If \(E(||X||^2)<\infty\), we say that the random function \(X\) is square integrable. Caution: Integration is here with respect to \(\omega\), not \(t\). It might be more pedagogical to say that the random function \(X\) has a finite second moment.
The covariance function leads to Functional Principal Component Analysis (FPCA), which allows us to represent a square integrable random function \(X\) as \[ \textstyle X(t)=\mu(t)+\sum_{j=1}^\infty\xi_j v_j(t), \]
The eigenfunctions \(v_j\) are the solutions of the eigen-equation \(\int_a^bc(t,s)v_j(s)ds=\lambda_jv_j(t)\).
\(\lambda_1,\lambda_2,\dots\) denote the eigenvalues.
The random variables \(\xi_j\) are called the scores \[ \textstyle \xi_j=\langle X-\mu,v_j\rangle=\int_a^b(X(t)-\mu(t))v_j(t)dt. \]

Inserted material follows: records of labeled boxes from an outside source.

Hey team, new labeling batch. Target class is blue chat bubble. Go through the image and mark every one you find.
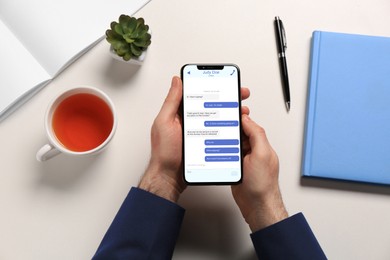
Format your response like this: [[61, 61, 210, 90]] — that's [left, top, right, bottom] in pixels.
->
[[204, 120, 238, 127], [204, 139, 239, 145], [204, 147, 240, 153], [205, 155, 240, 162], [203, 102, 238, 108]]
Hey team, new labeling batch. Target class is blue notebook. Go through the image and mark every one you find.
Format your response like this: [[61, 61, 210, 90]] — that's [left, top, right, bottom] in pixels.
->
[[302, 31, 390, 184]]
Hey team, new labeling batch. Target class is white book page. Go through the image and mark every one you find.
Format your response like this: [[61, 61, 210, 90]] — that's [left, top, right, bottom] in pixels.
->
[[0, 21, 50, 114], [0, 0, 150, 77]]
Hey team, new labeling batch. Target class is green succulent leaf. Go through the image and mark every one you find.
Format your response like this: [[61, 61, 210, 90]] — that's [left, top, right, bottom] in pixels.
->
[[114, 23, 123, 35], [127, 17, 137, 33], [106, 15, 151, 61], [123, 34, 135, 43], [123, 52, 133, 61], [130, 44, 142, 57]]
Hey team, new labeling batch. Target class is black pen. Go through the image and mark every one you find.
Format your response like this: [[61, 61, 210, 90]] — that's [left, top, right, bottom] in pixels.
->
[[275, 16, 291, 111]]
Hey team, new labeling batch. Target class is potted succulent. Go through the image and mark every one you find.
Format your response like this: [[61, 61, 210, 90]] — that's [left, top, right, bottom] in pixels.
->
[[106, 14, 152, 64]]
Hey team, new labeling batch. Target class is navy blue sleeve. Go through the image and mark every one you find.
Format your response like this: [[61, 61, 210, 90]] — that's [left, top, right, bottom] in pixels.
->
[[93, 187, 184, 260], [251, 213, 326, 260]]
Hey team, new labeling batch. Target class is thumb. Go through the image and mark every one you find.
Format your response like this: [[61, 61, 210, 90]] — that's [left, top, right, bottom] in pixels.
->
[[160, 76, 183, 118], [242, 114, 269, 150]]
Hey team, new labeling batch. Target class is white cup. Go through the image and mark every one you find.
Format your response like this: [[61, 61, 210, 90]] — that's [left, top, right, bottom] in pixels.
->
[[36, 87, 117, 162]]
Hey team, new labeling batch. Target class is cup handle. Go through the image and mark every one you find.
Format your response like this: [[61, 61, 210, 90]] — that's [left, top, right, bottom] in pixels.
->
[[36, 144, 61, 162]]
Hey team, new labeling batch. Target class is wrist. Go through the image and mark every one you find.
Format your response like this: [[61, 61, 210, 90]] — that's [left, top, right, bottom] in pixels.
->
[[245, 189, 288, 232], [138, 163, 182, 203]]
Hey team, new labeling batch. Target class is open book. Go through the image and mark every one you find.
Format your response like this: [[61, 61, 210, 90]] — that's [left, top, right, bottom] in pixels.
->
[[0, 0, 150, 122]]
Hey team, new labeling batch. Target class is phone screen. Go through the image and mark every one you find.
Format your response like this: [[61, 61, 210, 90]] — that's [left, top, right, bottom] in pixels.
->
[[181, 64, 242, 184]]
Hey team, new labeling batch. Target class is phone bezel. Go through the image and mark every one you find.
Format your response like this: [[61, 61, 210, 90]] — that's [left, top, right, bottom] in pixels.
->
[[180, 63, 243, 185]]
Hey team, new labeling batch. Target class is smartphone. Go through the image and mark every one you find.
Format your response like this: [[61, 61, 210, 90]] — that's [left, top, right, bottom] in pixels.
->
[[181, 64, 242, 185]]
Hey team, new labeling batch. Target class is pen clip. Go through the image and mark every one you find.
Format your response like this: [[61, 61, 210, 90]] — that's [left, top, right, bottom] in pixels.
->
[[279, 20, 287, 49]]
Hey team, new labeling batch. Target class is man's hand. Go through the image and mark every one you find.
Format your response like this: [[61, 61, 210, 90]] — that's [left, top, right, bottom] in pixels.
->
[[232, 115, 288, 232]]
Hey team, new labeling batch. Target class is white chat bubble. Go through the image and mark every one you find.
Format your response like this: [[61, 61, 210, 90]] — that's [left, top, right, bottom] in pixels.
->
[[185, 93, 219, 100], [186, 129, 219, 137], [186, 110, 219, 118]]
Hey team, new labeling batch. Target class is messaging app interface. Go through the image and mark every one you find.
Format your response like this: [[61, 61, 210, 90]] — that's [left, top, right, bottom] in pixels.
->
[[183, 65, 241, 182]]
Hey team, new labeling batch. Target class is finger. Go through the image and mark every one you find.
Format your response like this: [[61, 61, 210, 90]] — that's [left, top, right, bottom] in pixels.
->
[[160, 76, 183, 119], [241, 106, 250, 115], [242, 115, 269, 150], [241, 87, 251, 100]]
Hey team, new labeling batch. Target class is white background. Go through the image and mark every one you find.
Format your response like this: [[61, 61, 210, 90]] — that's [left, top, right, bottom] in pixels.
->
[[0, 0, 390, 260]]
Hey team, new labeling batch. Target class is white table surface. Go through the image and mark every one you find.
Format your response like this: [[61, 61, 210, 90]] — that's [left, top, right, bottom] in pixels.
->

FPCA allows us to represent a square integrable random function \(X\) as (Karhunen-LoƩve expansion) \[ \textstyle X(t)=\mu(t)+\sum_{j=1}^\infty\xi_j v_j(t). \]
It can be shown that: \[ E(\xi_j)=0,\; V(\xi_j)=E(\xi_j^2)=\lambda_j, \; \operatorname{Cov}(\xi_j,\xi_k)=0,\,j\neq k, \] and \(E\int_a^b(X(t)-\mu(t))^2dt=E||X-\mu||^2=\sum_{j=1}^\infty\lambda_j\).
That is, \(\lambda_j\) is the variance of the random function \(X\) in the principal direction \(v_j\) and the sum of these variances is the total variance of \(X\).